Wie moderne Industriepolitik funktioniert - und wie nicht

Der Staat tut dann am meisten für Wachstum und Wohlstand, wenn er sich auf eine flankierende Industriepolitik beschränkt. Diese besteht im Kern aus zwei Elementen: Innovations- und Wettbewerbspolitik. Entscheidend sind Investitionen in Bildung, Forschung und Wissenstransfer

Im Zuge der Finanz- und Wirtschaftskrise werden alte Fragen neu gestellt: Welche Rolle soll der Staat im Wirtschaftsgeschehen spielen? Wie sieht eine moderne Wirtschaftspolitik aus – in, aber vor allem nach der Krise? Im politischen Diskurs fallen die Antworten – entsprechend der jeweiligen Grundüberzeugung – höchst unterschiedlich aus, wie der Schweizer Ökonom Gebhard Kirchgässner, mit typisch eidgenössischer Neutralität, zutreffend festgestellt hat: „Die politische Linke, die ja vor allem ein Versagen der Marktwirtschaft konstatiert, sowie auch weite Teile der politischen Öffentlichkeit fordern im Vergleich mit den letzten Jahrzehnten deutlich verstärkte Staatseingriffe. Dagegen wird aus der marktliberalen Ecke, welche die Schuld ja vor allem den staatlichen Handlungsträgern zuweist, eine noch größere Zurückhaltung des Staates gefordert; es wird allenfalls akzeptiert, dass der (National)Staat einige neue (und bessere) Regeln für die Finanzmärkte erlässt, ... .“

Vor dem Hintergrund dieser Grundsatzfrage nach der richtigen Balance zwischen Staat und Markt rückt mit dem Abklingen der akuten Krise die Aufgabe ins Zentrum der wirtschaftspolitischen Agenda, eine geeignete Basis für eine möglichst umfassende und nachhaltige Wirtschaftserholung zu schaffen. Von besonderer Bedeutung ist dabei auf mittlere Frist die Ausrichtung der künftigen Industriepolitik. Die bei der Stabilisierung von Bankensystem und Konjunktur erreichten Erfolge als Krisenmanager dürfen nicht dazu führen, dass die Politik jetzt den Fehler der Selbstüberschätzung begeht. Trotz des Debakels bei der gegen alle marktwirtschaftlichen Prinzipien versuchten Opel-Rettung steht die Frage im Raum: Braucht Deutschland eine strategische Industriepolitik, die „Leitmärkte“ identifiziert, zu ihrer Erschließung notwendige Technologien fördert, gar einzelne Unternehmen gezielt unterstützt? Die Antwort ist ein klares Nein.

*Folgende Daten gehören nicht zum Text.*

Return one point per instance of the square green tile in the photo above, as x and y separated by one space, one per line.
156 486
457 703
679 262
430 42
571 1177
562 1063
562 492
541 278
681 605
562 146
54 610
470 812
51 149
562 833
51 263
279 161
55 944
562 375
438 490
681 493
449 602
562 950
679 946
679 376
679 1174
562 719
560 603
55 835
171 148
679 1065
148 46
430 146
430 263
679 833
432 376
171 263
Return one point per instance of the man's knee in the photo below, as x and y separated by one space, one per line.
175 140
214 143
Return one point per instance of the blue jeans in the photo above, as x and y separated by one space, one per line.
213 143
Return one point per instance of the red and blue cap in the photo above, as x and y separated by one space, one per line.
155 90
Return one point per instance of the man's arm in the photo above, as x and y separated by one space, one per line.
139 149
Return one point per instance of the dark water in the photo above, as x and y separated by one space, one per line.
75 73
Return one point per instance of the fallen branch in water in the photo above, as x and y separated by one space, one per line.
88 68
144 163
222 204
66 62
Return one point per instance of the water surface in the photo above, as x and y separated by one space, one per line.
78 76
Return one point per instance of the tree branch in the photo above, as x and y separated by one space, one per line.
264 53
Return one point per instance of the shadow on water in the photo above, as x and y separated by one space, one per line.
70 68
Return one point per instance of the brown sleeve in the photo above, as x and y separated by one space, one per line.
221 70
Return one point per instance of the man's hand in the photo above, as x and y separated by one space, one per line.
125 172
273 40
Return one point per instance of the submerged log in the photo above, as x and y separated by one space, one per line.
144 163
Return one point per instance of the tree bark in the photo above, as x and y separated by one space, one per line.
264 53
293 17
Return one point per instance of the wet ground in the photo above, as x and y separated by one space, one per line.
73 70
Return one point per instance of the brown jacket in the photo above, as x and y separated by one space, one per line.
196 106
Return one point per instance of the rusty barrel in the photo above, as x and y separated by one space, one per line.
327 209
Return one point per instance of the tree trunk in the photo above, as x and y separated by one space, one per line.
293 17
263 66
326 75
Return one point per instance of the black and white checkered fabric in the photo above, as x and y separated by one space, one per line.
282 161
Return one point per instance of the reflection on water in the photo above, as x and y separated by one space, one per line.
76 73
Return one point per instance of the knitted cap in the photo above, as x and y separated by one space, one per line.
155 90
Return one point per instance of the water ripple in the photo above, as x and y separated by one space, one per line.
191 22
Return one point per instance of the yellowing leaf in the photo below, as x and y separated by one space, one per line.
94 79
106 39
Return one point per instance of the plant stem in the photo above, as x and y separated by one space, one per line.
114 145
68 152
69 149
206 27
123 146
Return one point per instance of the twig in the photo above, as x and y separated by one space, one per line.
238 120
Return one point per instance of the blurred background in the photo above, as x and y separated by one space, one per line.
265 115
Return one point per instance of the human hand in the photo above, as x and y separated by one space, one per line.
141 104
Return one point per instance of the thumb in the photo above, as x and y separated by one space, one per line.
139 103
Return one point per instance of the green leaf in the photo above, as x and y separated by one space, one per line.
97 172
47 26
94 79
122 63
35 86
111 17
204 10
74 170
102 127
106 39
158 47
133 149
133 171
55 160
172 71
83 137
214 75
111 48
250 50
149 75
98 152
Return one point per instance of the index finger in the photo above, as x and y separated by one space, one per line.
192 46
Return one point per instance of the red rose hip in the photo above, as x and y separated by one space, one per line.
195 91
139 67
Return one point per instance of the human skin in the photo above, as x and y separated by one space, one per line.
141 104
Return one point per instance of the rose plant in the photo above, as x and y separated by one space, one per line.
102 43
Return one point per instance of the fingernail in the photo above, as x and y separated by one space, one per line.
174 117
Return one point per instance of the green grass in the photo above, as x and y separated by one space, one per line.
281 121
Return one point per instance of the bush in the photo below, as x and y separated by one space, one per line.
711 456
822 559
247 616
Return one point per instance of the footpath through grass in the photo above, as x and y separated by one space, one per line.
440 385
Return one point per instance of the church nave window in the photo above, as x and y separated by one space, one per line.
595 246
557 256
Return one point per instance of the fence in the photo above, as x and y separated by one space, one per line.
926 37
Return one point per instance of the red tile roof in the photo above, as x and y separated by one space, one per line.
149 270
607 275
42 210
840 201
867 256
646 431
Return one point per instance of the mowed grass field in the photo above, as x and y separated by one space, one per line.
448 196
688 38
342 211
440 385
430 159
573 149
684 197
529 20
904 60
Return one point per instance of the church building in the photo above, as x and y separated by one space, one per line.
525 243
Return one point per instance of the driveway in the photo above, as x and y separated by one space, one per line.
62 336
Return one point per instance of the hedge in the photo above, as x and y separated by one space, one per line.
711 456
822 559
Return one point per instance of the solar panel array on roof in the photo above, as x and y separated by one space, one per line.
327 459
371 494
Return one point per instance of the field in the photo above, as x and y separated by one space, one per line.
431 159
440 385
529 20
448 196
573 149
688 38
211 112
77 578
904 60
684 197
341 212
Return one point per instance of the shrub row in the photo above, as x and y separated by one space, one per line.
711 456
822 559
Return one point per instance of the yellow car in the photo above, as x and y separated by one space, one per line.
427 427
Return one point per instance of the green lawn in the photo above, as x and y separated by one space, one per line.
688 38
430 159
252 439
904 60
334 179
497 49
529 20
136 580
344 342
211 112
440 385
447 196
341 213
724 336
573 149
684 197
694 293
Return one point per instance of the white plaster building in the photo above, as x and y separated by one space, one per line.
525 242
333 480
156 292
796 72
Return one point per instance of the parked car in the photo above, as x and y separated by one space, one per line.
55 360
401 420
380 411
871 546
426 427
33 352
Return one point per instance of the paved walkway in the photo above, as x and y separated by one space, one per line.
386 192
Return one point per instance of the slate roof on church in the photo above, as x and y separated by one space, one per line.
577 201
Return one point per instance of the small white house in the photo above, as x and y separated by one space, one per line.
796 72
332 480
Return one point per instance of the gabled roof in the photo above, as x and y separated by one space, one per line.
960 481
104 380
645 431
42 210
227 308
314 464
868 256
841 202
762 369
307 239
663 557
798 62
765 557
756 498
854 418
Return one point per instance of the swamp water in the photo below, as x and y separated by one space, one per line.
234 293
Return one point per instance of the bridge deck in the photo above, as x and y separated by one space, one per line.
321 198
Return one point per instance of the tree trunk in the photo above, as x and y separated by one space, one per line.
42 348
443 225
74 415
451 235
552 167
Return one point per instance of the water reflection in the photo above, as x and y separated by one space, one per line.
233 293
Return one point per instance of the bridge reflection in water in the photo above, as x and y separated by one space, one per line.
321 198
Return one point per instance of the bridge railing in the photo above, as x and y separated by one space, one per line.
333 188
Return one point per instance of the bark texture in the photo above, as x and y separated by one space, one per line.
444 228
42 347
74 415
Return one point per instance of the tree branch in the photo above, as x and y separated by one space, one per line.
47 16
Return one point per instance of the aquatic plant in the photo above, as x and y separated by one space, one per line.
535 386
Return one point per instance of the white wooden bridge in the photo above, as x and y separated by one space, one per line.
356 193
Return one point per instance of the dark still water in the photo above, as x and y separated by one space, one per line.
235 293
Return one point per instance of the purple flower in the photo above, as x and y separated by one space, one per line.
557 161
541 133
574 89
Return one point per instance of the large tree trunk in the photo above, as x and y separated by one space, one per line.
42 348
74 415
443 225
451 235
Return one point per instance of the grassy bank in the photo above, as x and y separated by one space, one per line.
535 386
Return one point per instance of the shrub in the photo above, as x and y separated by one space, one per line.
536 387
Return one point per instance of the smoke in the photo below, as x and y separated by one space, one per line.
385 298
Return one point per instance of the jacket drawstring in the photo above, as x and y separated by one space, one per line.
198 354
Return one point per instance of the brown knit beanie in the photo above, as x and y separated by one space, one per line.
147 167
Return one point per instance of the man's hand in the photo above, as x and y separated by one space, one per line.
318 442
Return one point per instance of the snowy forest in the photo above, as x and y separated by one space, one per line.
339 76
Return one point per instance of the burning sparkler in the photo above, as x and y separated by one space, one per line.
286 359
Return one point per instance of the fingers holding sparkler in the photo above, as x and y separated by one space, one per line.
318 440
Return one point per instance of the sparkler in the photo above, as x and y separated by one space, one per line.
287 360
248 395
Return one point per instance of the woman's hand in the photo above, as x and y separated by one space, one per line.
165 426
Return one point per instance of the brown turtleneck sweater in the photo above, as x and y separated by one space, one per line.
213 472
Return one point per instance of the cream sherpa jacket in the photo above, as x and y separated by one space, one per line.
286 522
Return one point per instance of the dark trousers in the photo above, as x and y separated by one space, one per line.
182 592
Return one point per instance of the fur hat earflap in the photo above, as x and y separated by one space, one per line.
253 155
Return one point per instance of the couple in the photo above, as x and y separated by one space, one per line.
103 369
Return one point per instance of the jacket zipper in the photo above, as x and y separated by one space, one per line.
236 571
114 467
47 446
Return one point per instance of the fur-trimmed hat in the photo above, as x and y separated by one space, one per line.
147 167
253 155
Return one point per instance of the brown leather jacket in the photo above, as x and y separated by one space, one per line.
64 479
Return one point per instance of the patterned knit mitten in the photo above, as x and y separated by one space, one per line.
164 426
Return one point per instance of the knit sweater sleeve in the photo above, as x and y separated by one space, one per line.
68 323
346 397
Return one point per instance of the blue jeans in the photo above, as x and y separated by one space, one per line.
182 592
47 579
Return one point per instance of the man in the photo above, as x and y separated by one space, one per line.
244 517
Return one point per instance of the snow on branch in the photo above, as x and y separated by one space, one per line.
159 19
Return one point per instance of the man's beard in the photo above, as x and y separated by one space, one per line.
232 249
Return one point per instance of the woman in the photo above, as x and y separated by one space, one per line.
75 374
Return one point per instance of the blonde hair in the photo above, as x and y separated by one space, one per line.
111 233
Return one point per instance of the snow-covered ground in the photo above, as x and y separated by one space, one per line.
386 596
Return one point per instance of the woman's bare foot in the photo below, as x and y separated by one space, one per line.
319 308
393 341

Der Staat tut dann am meisten für Wachstum und Wohlstand, wenn er sich auf eine flankierende, „horizontale“ Industriepolitik beschränkt. Sie besteht im Kern aus zwei Elementen: Innovations- und Wettbewerbspolitik. Durch Investitionen in Bildung, Forschung und Wissenstransfer kann der Staat entscheidend dazu beitragen, dass mehr Innovationen entstehen. Und wenn er für funktionierenden Wettbewerb sorgt, dann selektiert der Markt anschließend die wirklich zukunftsfähigen Produkte und Unternehmen. Demgegenüber sollte die Industriepolitik weitgehend darauf verzichten, einzelne Unternehmen oder spezifische technologische Lösungsansätze als strategisch bedeutsam zu identifizieren und direkt zu unterstützen. Angesichts der damit verbundenen Kosten für den Rest der Volkswirtschaft wären erhebliche Zweifel an einer solchen „vertikalen“ Industriepolitik selbst dann angebracht, wenn der Staat in der Tat überlegene Einsichten zur Identifizierung künftiger Entwicklungen hätte. Doch staatliche Akteure sind beim Erkennen von Marktchancen gegenüber den Privaten nicht im Vorteil.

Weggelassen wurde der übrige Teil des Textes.